A palavra racismo há muito que deixa espaço para discussões várias. É mais do que uma palavra e a questão é mais do que um tema. Nos últimos dias, em Portugal, esta palavra ganhou a atenção de todos. Os incidentes no bairro da Jamaica, no Seixal, vieram levantar ainda mais questões no debate sobre o tema. Mas afinal o que é o racismo? Nascemos racistas? Somos? Não somos? Ou aprendemos a ser? Questões como estas são já muito antigas e mereceram da parte de muitos uma vida inteira de pesquisa.
Uma das primeiras abordagens, num contexto científico, aconteceu em 1929, com o escritor Bruno Lasker a propor vários métodos para um estudo que achava ser urgente: Em “Race Attitudes in Children” defendia várias formas de analisar a perceção infantil sobre a matéria. E é pouco depois, já nos anos 30, que acontecem duas coisas importantes. Otto Klineberg, psicólogo canadiano, envolve-se numa luta que tinha como objetivo máximo acabar com a desigualdade salarial dos professores negros. À margem deste importante passo, aconteceu um outro. Já no final da década em questão, Kenneth Clark e a mulher, Mamie Phipps Clark, avançaram com uma análise cuja pergunta de partida ficaria na História. Também o nome do casal ficaria nos livros de Psicologia. “Quem ensina uma criança a odiar e a temer pessoas de outra raça?”.
Clark, que conquistou o título de primeiro professor universitário negro e o primeiro negro a assumir a presidência da Associação Americana de Psicologia, criou com a mulher o teste da boneca. Queriam descobrir os efeitos psicológicos da segregação racial nas crianças norte-americanas, em idade escolar.
Bonecas idênticas, exceto na cor, foram entregues a um grupo, com idades compreendidas entre os três e os sete anos. De forma a perceber as atitudes em relação à raça, era pedido que indicassem de que boneca gostavam mais e com qual queriam brincar. Os investigadores decidiram ainda questionar qual era mais bonita e mais feia.
A verdade é que as crianças negras mostravam uma preferência clara pelas bonecas brancas e chegavam mesmo a recusar as negras. De acordo com os investigadores, uma das conclusões era que, no caso dos negros, esta preferência representava um alto grau de rejeição à própria raça. Clark concluiu ainda que os preconceitos formados pelas crianças advinham de valores sociais que as obrigavam a se identificar com determinado grupo. No fundo, para os investigadores ficava claro que escolhiam a boneca branca porque tinham consciência de que a sociedade preferia pessoas de cor branca. “A segregação é a maneira como a sociedade diz a um grupo de seres humanos que eles são inferiores”, referiu Clark.
Já estávamos em 1950 quando o resumo do estudo foi publicado.

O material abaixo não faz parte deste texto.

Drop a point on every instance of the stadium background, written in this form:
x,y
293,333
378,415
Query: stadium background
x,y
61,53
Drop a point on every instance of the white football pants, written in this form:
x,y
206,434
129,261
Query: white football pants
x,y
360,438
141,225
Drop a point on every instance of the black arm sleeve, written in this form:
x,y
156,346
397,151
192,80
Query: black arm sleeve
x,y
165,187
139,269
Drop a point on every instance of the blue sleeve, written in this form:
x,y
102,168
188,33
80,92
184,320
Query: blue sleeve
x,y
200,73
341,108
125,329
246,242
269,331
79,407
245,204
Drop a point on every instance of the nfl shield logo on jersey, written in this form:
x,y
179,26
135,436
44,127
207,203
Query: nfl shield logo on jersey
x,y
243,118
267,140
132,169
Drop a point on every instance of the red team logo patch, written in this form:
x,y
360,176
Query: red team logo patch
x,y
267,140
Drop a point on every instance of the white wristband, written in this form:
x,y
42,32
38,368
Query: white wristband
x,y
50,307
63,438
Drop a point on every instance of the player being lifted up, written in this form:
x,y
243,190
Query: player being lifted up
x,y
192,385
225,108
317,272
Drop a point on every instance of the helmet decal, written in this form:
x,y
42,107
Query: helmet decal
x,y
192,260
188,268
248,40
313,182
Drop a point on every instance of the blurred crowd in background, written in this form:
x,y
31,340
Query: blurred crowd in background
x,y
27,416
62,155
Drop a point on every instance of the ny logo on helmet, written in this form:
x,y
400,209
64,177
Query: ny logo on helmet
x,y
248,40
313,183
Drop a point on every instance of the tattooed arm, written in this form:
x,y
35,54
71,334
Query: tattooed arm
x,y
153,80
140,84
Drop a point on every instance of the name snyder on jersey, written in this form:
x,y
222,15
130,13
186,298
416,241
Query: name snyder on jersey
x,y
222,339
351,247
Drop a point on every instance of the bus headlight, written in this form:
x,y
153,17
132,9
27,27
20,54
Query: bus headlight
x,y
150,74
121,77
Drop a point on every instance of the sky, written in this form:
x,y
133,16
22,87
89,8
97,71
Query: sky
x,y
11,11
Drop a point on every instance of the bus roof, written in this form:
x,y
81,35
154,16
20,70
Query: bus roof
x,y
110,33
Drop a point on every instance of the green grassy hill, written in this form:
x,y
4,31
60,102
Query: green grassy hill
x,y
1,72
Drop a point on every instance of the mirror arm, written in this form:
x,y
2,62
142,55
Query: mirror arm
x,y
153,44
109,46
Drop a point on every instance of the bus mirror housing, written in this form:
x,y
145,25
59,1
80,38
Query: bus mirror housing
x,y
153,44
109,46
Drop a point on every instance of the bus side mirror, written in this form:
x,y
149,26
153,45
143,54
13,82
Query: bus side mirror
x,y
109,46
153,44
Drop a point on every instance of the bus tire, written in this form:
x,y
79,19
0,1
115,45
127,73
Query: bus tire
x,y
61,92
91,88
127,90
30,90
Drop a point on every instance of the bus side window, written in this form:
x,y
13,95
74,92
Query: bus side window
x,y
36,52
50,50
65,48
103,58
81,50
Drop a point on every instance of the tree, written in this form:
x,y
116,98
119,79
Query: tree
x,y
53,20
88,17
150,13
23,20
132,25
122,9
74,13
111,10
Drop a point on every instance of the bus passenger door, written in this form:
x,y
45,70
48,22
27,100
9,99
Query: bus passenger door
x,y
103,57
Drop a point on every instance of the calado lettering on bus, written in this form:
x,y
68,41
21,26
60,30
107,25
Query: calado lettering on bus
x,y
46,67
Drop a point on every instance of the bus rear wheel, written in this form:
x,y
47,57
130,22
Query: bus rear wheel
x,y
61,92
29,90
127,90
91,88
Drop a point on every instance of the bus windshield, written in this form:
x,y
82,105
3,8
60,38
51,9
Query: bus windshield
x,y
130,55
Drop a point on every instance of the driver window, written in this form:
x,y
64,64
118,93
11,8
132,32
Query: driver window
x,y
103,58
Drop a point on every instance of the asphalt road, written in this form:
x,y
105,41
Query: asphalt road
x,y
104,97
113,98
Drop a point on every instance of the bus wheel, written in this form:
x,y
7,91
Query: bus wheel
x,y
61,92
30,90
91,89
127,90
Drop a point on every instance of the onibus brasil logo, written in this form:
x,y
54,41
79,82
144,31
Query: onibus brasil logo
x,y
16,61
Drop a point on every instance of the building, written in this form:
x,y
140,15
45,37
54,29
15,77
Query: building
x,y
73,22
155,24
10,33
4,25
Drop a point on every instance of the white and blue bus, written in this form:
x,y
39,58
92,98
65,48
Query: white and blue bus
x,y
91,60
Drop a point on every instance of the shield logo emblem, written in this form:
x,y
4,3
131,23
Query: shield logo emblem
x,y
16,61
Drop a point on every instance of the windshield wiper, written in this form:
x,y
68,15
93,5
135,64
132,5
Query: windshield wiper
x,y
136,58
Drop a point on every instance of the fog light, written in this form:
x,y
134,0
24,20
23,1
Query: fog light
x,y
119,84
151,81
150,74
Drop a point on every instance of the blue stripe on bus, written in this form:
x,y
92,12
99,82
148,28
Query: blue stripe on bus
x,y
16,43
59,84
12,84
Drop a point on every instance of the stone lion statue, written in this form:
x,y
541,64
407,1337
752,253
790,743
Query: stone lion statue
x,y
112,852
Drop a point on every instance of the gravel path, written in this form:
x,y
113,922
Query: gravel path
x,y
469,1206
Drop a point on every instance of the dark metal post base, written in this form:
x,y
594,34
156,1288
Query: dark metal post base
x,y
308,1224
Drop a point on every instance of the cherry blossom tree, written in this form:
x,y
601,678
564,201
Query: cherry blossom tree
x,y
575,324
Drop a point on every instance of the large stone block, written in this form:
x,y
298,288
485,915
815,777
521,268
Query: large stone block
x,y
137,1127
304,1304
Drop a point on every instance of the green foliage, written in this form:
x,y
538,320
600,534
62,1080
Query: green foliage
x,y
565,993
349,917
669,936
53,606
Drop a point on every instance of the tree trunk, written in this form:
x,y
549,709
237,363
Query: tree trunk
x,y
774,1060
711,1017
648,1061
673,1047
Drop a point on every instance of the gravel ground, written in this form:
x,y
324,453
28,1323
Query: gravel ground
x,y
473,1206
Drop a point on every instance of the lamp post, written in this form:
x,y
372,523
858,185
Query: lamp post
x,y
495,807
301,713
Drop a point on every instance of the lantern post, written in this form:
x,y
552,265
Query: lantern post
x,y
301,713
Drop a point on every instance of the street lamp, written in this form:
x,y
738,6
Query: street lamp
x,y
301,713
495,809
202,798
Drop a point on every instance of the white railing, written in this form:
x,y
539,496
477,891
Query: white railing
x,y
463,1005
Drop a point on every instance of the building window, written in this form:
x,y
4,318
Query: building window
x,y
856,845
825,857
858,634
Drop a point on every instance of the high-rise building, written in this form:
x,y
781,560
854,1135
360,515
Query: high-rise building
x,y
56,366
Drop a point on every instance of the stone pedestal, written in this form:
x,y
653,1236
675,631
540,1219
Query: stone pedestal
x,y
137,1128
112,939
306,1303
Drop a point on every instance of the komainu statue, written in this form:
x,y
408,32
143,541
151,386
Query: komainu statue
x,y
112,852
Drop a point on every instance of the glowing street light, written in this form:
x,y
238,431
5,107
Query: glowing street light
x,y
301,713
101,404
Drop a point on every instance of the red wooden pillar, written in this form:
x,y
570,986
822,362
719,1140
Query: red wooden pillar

Importantes conclusões trouxeram o nome de Clark até aos dias de hoje. Por exemplo: Ainda que os pais ou professores não ensinassem os filhos a odiar pessoas de outra raça, muitas vezes, de forma inconsciente, transmitiam atitudes dominantes na sociedade da época.
Clark acabou mesmo por ser uma das figuras importantes do conhecido caso de Linda Brown. O pai tentou inscrevê-la na escola primária mais próxima, mas era reservada a brancos. Foi com este caso, em 1954, que o Tribunal Supremo dos EUA determinou que a segregação racial nas escolas era inconstitucional. Clark foi perito neste caso contra a Junta de Educação de Topeka.
Os anos passaram e os estudos multiplicaram-se. O que dizem os investigadores hoje em dia? E o que dizer da realidade portuguesa em específico? Jorge Vala tem estudado o racismo do ponto de vista da Psicologia Social. Em 2017, dados do European Social Survey mostravam que uma larga percentagem de portugueses acreditavam no racismo. Mas que conclusões temos tirado de várias investigações? Uma pessoa branca leva menos tempo a formar uma opinião sobre um negro do que sobre um branco, afirmou Vala.
Neste mesmo ano, Harvard anunciava um teste onde era possível percebermos se somos ou não racistas. A ideia era revelar o “preconceito implícito”. Mas como é que isto surge? Vários psicólogos defenderam que somos racistas mesmo sem a intenção. Teríamos então o que chamam de “preconceito implícito”. O Teste de Associação Implícita (IAT) foi anunciado como uma forma de identificar então este “preconceito implícito”, traduzido por muitos como visões que alimentamos sem intenção.
Para mostrar que a questão deve ser bem pensada e de forma a desmontar o tema, vários países têm recorrido a campanhas de sensibilização. O Brasil, por exemplo, destacou-se com “Ninguém Nasce Racista”. O desafio foi lançado a várias crianças: Tinham de dizer frases racistas, que estavam num guião, a uma mulher negra que se sentava à frente.